On spring break, we went to the Boma restaurant in Florida. It was an African buffet and a little pricey (almost $30 per person) but worth it! Great atmosphere too. It was so amazing! They had a large amount of vegetarian food, but also had carnivore stuff too. They had this one dish that was so good, I decided to try to find a recipe for it online after we got home.

- prepackaged polenta (I've found this in the refridgerated section where the biscuits are and also in the produce section where the tofu is, so it might take some looking around, you could also make your own, but I haven't tried doing that b/c I think it's probably difficult. Oh! There is a brand I've tried that is called Corn Mush, but it's the same exact thing.)
- cut into 1/2" slices then quarter each slice so you have bite-sized peices.
- saute' about 3 mins on each side in a skillet with non-stick spray until golden on both sides.

- 1 large onion, chopped (about a cup)
- 3 cloves minced garlic
- 16 oz. can diced tomatoes with juice
- 6 oz. can tomato paste
- 2 tsp. brown sugar
- 1/2 tsp. salt (or to taste)

- saute' onion and garlic with a dash of olive oil. when softened, add other ingredients and cook until hot and thick. serve over cooked polenta. you can serve this with rice or alone.

Sweet and Sour Tofu with Pineapple

-1 block of extra firm tofu, drained and cut into large bite-sized chunks (the smaller the chunk, the chewier it is, which isn't really a great thing so maybe like 1/2" pieces here)
-large amount of cornstarch, not sure of the exact amount, maybe a cup or so, just be prepared to need more

-1 fresh pineapple (you can tell if the pineapple is ready if it smells like a really good pineapple.. yeah, you have to sniff the pineapple in the store - be prepared to be looked at weird, lol. if you can't find a good pineapple, resort to a can of all natural pineapple in its own juices, not the weird syrupy junk)

- you can buy good sweet and sour sauce or make your own. if you are making it, the ingredients follow: juice from 20 oz. can of pineapples, probably about 2/3 c., 3 Tbsp. seasoned rice vinegar, 4 Tbsp. brown sugar, 1 Tbsp. ketchup, 1 Tbsp soy sauce, and 1 Tbsp. cornstarch mixed with 4 Tbsp. warm water until dissolved. Boil softly in small saucepan until thickened slightly.
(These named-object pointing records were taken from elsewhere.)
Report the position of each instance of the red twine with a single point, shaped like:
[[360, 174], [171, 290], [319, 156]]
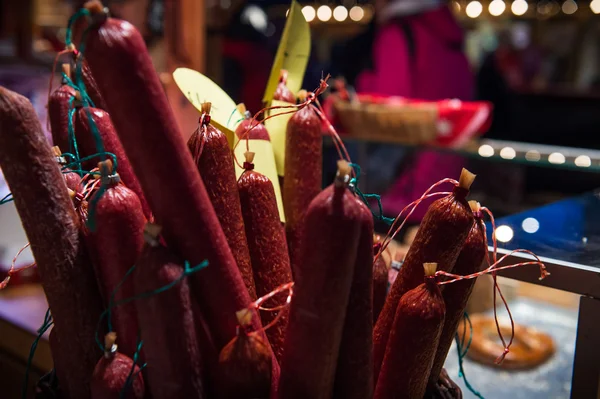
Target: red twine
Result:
[[13, 270]]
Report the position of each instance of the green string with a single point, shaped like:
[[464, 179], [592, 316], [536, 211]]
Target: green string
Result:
[[366, 197], [130, 376], [231, 116], [45, 326], [7, 198], [462, 350], [187, 270]]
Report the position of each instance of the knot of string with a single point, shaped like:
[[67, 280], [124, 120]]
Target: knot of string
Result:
[[366, 197], [48, 322], [187, 270], [397, 226], [289, 287], [492, 269], [462, 350]]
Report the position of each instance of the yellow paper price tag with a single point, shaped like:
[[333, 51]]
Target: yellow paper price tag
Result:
[[199, 89], [264, 163], [277, 127], [292, 53]]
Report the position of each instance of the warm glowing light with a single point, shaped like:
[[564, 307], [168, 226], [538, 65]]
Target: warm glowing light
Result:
[[474, 9], [486, 151], [508, 153], [324, 13], [356, 13], [340, 13], [504, 233], [530, 225], [309, 13], [519, 7], [569, 7], [583, 161], [497, 7], [556, 158], [533, 155]]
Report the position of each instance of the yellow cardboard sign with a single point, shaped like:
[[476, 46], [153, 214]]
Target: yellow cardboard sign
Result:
[[277, 127], [199, 89], [292, 53], [264, 163]]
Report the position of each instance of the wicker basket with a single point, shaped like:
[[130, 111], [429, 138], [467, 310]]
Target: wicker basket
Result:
[[407, 123]]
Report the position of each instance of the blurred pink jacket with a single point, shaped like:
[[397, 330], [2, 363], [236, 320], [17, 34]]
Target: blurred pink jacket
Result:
[[437, 70]]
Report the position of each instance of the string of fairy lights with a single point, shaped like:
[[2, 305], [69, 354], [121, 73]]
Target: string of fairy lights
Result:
[[471, 8]]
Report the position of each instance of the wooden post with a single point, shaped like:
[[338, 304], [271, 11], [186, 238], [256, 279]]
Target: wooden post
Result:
[[185, 42]]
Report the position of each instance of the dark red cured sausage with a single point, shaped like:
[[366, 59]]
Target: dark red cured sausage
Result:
[[323, 280], [72, 179], [111, 372], [174, 364], [58, 113], [52, 227], [354, 374], [110, 140], [303, 173], [114, 246], [148, 131], [244, 369], [413, 341], [380, 283], [212, 155], [456, 295], [91, 86], [282, 92], [268, 248], [258, 131], [440, 238]]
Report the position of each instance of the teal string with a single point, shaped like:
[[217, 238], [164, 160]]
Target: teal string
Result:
[[130, 376], [97, 155], [462, 352], [231, 116], [366, 197], [187, 270], [7, 198], [45, 326]]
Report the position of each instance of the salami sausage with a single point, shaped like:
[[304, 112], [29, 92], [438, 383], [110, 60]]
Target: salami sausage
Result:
[[110, 140], [413, 341], [323, 280], [168, 329], [72, 179], [212, 155], [244, 366], [380, 283], [282, 92], [52, 227], [148, 131], [258, 131], [303, 173], [440, 238], [354, 374], [267, 245], [456, 295], [111, 374], [58, 113], [114, 246]]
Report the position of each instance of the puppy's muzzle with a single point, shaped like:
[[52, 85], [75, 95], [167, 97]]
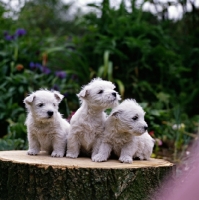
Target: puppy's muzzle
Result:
[[50, 113]]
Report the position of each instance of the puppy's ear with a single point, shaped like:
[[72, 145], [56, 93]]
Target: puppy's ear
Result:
[[58, 96], [83, 93], [116, 114], [29, 99]]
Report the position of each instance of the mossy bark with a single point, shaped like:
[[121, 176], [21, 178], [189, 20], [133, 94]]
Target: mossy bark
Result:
[[20, 180]]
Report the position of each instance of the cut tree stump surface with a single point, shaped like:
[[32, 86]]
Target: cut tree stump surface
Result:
[[45, 160], [44, 177]]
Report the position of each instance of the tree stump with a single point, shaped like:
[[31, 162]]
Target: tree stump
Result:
[[43, 177]]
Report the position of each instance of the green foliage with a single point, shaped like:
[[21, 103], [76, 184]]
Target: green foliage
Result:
[[154, 60]]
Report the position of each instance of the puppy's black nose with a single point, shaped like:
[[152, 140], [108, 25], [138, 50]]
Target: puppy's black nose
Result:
[[50, 113], [114, 94]]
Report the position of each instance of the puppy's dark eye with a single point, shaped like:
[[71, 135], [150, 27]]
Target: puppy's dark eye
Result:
[[41, 104], [135, 118], [100, 92]]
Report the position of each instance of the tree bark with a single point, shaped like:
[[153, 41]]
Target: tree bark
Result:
[[43, 177]]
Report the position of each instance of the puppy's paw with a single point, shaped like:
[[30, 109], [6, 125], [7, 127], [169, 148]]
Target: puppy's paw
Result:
[[32, 152], [99, 158], [126, 159], [57, 154], [71, 155]]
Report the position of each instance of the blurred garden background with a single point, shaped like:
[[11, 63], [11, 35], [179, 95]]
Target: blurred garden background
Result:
[[148, 55]]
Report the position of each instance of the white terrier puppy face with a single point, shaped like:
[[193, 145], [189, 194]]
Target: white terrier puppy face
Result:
[[43, 104], [100, 94], [129, 118]]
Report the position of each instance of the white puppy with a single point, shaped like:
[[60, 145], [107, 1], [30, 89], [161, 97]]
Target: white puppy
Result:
[[87, 124], [47, 130], [125, 133]]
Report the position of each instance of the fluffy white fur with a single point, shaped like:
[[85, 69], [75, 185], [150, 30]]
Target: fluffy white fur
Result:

Play around with it until it tastes the way you like it. It will thicken a bit more after it cools.

In a skillet, heat whatever kind of oil you want, cover the pan by 1/8". Cover your tofu cubes in cornstarch and saute' in oil until light golden brown and drain on paper towels. Fry in small batches. This can sometimes be risky as I found out when I made this on our recent trip to Florida. After a while, the oil started smoking so bad, we had to stop and air out the room. It was horrible! That certainly never happened when I've made this at home.

Wipe out pan and saute' pineapples until darker yellow and warmed through. You can also add sauteed green bell peppers if you'd like.

Combine all with sauce and serve over rice!